Five Steps to Equilibrium Heaven

Five Steps to Equilibrium Heaven

During my teaching career, I've noticed that many students, especially at the beginning of the course, find it challenging to grasp the abstract nature of economics and effectively communicate their analysis using diagrams. To address these common struggles, this framework began as a simple guide for beginners and has evolved into a comprehensive approach that takes students from basic analysis to expert economic thinking.

The five essential steps provide a clear pathway for analysing market equilibrium changes and articulating that understanding—a crucial skill for economics examinations that often makes the difference between average and exceptional grades. The later steps can help to reveal more nuance when students have more experience and can take better control of their own writing.

The beauty of this approach is its flexibility and scalability. Whether you're preparing for IB Economics or simply wanting to better understand market dynamics, this structured method will help develop both your analytical and communication skills and transform complex economic concepts into manageable, step-by-step analysis.


The very basics

The following five steps should be used, in this exact sequence, to secure strong analysis, and correct communication.

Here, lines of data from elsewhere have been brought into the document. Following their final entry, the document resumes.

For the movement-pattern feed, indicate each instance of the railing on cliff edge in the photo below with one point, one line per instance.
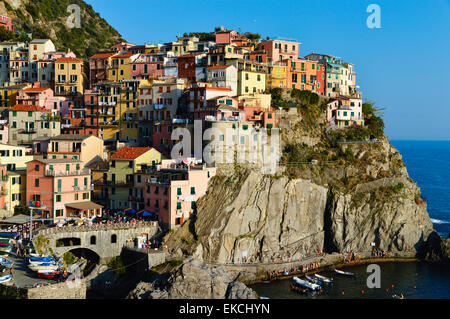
(94, 227)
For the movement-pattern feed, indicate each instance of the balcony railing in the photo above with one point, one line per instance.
(67, 173)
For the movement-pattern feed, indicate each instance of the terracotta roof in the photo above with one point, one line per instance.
(101, 55)
(216, 88)
(130, 152)
(126, 55)
(35, 89)
(218, 67)
(28, 108)
(69, 59)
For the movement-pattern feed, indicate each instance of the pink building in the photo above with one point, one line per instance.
(3, 185)
(6, 22)
(175, 188)
(44, 97)
(278, 50)
(146, 66)
(226, 36)
(60, 188)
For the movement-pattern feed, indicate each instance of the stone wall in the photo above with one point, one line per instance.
(103, 247)
(59, 291)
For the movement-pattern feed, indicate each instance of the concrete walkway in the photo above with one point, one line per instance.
(22, 275)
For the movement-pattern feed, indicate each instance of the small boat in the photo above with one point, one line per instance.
(5, 262)
(323, 278)
(48, 274)
(37, 260)
(306, 284)
(44, 266)
(5, 278)
(314, 280)
(345, 273)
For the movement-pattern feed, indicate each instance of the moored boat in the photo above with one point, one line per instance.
(48, 274)
(306, 284)
(5, 278)
(314, 280)
(44, 266)
(38, 260)
(5, 262)
(323, 278)
(345, 273)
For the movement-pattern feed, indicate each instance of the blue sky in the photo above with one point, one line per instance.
(403, 66)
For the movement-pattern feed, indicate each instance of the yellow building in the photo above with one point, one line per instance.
(128, 109)
(277, 75)
(251, 76)
(69, 77)
(123, 166)
(109, 94)
(120, 67)
(16, 187)
(14, 157)
(8, 95)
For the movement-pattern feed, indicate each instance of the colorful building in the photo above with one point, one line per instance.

  1. Identify the original equilibrium P1Q1.
  2. Identify what one thing has shifted, and in what direction.
  3. Identify the size of the disequilibrium at the original P1; is it a shortage or surplus?
  4. Identify the contraction or extension to find the new equilibrium along the curve that did not move.
  5. Compare new equilibrium P2Q2 to old equilibrium P1Q1; has the price increased or decreased and has the market grown or shrunk?
Example: Using your knowledge of economics, explain what happens to the market for pizza if the price of tomatoes and cheese increases.
The pizza market begins in equilibrium at P1Q1 until rising costs of tomatoes and cheese shift supply leftward from S1 to S2. At the original price P1, a shortage emerges as producers offer fewer pizzas than consumers demand. Price signals then guide market adjustment—rising prices incentivize producers to increase quantity supplied along S2 while consumers reduce quantity demanded. The new equilibrium at P2Q2 features a higher price and smaller market size, showing how the price mechanism efficiently resolves market disequilibrium.

Intermediate

Add these insights to show some deeper knowledge and understanding

  • Use the following concepts to explain why and how the new equilibrium was found;
    • signals, incentives, the invisible hand
  • Identify impacts upon efficiency, via comments upon allocative efficiency 
  • You will also see opportunities to use elasticity to develop your insights. For example, has Qd changed relatively more or relatively less than the change in P?
  • Comment upon the change in welfare of stakeholders.
    • For example, are consumers better off or worse off? Consider how consumer surplus has changed.
    • For example, are producers better off or worse off? Consider how producer surplus has changed.

Expert

In the IB questions that use AO3 terms such as evaluate and discuss you must explore the situation at a deeper level. It is quite likely there are valid opposing conclusions. And very often it depends on the context of the examples used, e.g. real world examples (RWE)

  • Consider how the nine key concepts could be used to generate interesting and debatable talking points;
    • Efficiency, Equity, Scarcity, Choice, Intervention, Sustainability, Interdependence, Change, Economic Well-being
  • Do you think the disequilibrium will be solved quickly or not? Why? What are the impacts?
  • Is there a difference between observations in the short term versus what could happen in the long term? e.g. painful tax increase seen immediately but ultimately over time those people will stop smoking and benefit. 
  • If the situation is caused by government policy, e.g. tax, consider the strengths and weaknesses / pro and con / adv and disadv.
    • Are there unintended consequences or adverse side effects?
  • Weigh-up and rank the arguments providing reasoning, logic, justification.
  • Enter debate by offering counterpoints, before arriving at a conclusion.